Department of Epidemiology and Biostatistics, School of Public Health, Southeast University, Nanjing 210009, China.
Department of Biostatistics, Nanjing Drum Tower Hospital, The Affiliated Hospital of Nanjing University Medical School, Nanjing 210008, China.
Comput Math Methods Med. 2022 Oct 27;2022:5844846. doi: 10.1155/2022/5844846. eCollection 2022.
Patients (363 in total) with stomach adenocarcinoma from The Cancer Genome Atlas (TCGA) cohort were included. An autoencoder was constructed to integrate the RNA sequencing, miRNA sequencing, and methylation data. The features of the bottleneck layer were used to perform the -means clustering algorithm to obtain different subgroups for evaluating the prognosis-related risk of stomach adenocarcinoma. The model's robustness was verified using a 10-fold cross-validation (CV). Survival was analyzed by the Kaplan-Meier method. Univariate and multivariate Cox regression was used to estimate hazard risk. The model was validated in three independent cohorts with different endpoints.
The patients were divided into low-risk and high-risk groups according to the -means clustering algorithm. The high-risk group had a significantly higher risk of poor survival (log-rank value = 2.80 - 06; adjusted hazard ratio = 2.386, 95% confidence interval: 1.607~3.543), a concordance index (C-index) of 0.714, and a Brier score of 0.184. The model performed well both in the 10-fold CV procedure and three independent cohorts from the Gene Expression Omnibus (GEO) repository.
A robust and generalizable model based on the autoencoder was proposed to integrate multiomics data and predict the prognosis of patients with stomach adenocarcinoma. The model demonstrates better performance than two alternative approaches on prognosis prediction. The results might provide the grounds for further exploring the potential biomarkers to predict the prognosis of patients with stomach adenocarcinoma.

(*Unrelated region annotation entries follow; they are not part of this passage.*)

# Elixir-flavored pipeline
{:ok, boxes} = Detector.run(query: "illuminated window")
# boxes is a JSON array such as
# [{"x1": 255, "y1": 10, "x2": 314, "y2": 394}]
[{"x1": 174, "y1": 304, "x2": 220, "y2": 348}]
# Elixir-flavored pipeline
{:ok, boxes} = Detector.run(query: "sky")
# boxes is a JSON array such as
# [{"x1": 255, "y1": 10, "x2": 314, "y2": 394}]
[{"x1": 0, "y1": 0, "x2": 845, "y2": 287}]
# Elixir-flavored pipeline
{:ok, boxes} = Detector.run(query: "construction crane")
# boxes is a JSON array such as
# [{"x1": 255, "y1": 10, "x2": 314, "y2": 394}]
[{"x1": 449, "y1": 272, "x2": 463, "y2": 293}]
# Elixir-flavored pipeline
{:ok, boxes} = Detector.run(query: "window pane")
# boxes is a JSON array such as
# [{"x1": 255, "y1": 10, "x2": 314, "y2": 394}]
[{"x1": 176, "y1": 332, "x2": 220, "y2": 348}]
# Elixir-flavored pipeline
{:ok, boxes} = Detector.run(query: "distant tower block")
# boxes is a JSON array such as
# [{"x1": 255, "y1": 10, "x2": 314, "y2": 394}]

纳入癌症基因组图谱(TCGA)队列中总计 363 例胃腺癌患者。构建自编码器以整合 RNA 测序、miRNA 测序和甲基化数据。使用瓶颈层的特征执行均值聚类算法,以获得不同亚组,用于评估胃腺癌的预后相关风险。使用 10 折交叉验证(CV)验证模型的稳健性。通过 Kaplan-Meier 方法分析生存情况。使用单变量和多变量 Cox 回归来估计危险风险。在具有不同终点的三个独立队列中验证模型。
根据均值聚类算法,患者被分为低风险组和高风险组。高风险组的生存不良风险明显更高(对数秩检验值=2.80-06;调整后的危险比=2.386,95%置信区间:1.607~3.543),一致性指数(C 指数)为 0.714,Brier 评分 0.184。该模型在 10 折 CV 过程以及来自基因表达综合数据库(GEO)存储库的三个独立队列中均表现良好。
提出了一种基于自编码器的稳健且可推广的模型,用于整合多组学数据并预测胃腺癌患者的预后。该模型在预后预测方面的表现优于两种替代方法。结果可能为进一步探索预测胃腺癌患者预后的潜在生物标志物提供依据。